For Respondent(s) : None
HON'BLE THE CHIEF JUSTICE
HON'BLE MR. JUSTICE SANJEEV PRAKASH SHARMA Judgment (Per: Hon'ble Sanjeev Prakash Sharma, J.) Reserved on 18/07/2019 Pronounced on 02/09/2019
1. This appeal is by the defendants; they impugn a judgment dated 20/03/2002 passed by the Single Bench of this Court which affirmed the judgment and decree dated 28/02/1981 passed by the Additional District Judge No.1, Alwar (hereafter "the trial court") decreeing plaintiff (respondent's) suit for specific performance of contract dated 27/02/1974.

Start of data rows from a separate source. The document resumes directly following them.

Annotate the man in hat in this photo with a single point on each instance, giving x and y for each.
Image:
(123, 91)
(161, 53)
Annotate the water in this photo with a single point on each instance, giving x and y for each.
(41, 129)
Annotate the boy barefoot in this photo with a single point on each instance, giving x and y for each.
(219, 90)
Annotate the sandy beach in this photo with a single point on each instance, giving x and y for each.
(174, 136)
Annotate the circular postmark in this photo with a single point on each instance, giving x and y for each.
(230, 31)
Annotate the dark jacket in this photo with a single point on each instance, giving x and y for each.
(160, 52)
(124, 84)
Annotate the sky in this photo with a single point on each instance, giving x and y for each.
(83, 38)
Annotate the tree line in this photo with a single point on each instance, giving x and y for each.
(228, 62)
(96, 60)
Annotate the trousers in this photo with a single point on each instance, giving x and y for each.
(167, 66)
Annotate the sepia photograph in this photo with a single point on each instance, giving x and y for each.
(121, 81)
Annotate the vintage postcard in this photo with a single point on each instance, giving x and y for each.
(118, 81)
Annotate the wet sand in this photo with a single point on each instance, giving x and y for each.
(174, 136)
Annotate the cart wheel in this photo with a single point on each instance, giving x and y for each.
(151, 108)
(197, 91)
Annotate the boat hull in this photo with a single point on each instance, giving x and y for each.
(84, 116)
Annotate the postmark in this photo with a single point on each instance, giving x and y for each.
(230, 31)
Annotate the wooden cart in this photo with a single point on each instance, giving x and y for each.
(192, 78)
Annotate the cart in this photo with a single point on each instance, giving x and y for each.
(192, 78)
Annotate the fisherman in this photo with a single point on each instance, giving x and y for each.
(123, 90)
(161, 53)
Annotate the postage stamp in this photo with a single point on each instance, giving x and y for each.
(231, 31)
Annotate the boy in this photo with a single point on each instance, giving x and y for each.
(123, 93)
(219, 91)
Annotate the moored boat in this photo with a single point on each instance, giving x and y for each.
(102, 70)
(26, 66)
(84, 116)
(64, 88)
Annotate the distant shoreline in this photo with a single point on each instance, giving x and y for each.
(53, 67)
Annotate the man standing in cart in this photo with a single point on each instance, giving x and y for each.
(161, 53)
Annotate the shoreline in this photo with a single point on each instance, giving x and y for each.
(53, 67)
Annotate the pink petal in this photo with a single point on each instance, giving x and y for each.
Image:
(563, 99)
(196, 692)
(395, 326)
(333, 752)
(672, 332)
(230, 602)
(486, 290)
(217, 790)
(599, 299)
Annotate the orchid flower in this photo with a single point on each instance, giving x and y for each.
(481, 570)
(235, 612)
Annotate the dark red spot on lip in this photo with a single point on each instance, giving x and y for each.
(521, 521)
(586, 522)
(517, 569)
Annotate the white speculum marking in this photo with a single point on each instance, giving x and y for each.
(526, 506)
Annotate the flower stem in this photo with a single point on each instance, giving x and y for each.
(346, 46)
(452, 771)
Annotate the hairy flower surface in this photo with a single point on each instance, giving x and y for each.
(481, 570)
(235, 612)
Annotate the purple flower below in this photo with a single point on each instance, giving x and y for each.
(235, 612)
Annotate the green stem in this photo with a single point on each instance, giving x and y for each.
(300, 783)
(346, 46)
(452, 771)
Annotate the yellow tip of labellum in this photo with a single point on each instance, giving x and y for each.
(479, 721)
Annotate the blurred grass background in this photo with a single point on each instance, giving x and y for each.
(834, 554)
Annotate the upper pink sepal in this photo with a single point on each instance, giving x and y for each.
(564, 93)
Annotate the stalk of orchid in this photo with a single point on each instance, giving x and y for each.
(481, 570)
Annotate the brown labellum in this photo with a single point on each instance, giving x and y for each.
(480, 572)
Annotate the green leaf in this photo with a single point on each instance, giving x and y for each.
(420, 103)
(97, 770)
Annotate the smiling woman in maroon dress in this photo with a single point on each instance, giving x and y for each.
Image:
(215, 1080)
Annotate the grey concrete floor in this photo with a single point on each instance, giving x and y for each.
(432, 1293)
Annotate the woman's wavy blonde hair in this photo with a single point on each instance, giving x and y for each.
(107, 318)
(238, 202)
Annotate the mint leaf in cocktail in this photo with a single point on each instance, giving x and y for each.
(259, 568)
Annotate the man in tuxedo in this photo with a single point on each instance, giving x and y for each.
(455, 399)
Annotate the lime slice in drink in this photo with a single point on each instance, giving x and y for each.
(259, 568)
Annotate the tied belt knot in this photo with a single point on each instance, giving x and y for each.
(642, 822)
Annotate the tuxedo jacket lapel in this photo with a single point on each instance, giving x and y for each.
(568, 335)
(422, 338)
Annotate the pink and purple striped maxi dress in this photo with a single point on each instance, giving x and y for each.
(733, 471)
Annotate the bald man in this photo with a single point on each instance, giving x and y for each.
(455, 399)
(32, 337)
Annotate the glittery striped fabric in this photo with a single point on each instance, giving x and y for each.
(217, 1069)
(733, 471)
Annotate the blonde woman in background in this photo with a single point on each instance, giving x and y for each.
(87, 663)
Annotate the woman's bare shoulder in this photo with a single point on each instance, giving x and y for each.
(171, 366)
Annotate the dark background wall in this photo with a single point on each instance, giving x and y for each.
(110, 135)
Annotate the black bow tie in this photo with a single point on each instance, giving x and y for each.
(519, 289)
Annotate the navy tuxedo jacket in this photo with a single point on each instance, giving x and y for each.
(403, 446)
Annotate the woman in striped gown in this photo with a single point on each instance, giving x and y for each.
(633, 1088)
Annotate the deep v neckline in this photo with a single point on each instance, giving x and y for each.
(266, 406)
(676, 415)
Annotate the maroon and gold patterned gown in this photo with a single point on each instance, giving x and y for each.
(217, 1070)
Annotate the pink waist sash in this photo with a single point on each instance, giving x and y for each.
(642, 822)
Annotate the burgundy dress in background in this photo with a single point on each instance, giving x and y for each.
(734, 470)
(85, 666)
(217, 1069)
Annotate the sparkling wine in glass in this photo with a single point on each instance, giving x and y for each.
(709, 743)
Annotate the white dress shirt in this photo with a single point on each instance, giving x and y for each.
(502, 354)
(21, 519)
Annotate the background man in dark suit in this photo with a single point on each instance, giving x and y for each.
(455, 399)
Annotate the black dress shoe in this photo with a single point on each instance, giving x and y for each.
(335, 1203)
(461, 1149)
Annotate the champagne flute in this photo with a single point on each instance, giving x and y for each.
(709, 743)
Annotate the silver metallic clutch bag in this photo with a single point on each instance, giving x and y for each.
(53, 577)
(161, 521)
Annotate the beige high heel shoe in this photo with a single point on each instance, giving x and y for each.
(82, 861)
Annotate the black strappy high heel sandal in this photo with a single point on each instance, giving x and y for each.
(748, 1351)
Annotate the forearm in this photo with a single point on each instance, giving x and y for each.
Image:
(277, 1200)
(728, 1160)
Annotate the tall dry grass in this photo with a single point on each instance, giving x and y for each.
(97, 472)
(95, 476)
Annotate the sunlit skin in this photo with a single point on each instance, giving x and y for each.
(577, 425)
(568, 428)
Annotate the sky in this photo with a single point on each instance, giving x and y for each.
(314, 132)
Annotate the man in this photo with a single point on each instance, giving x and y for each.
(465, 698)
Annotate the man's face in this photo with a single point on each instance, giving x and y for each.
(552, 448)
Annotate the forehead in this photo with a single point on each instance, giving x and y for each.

2. After filing of this special appeal, the original appellant expired; as did the plaintiff/respondents. Their legal representatives were impleaded; the latest amended cause title dated 19/12/2016 is taken on record. The special appeal was preferred prior to coming into force of the amendment made inserting Section 100-A CPC whereby such appeals were barred - against the judgment of the Single Judge before the Division Bench. The special appeal is held to be maintainable since the said provision came into force after its filing.
3. It is further noticed that the appeals before the Single Judge as well as before this Court were preferred by the third and fourth defendants, who claimed that they had already entered into an agreement earlier with the promisers- first two defendants to purchase of the suit property by agreement dated 25/09/1973. They also claimed that they had executed a sale deed accordingly in their favour from the promisers on 28/05/1974.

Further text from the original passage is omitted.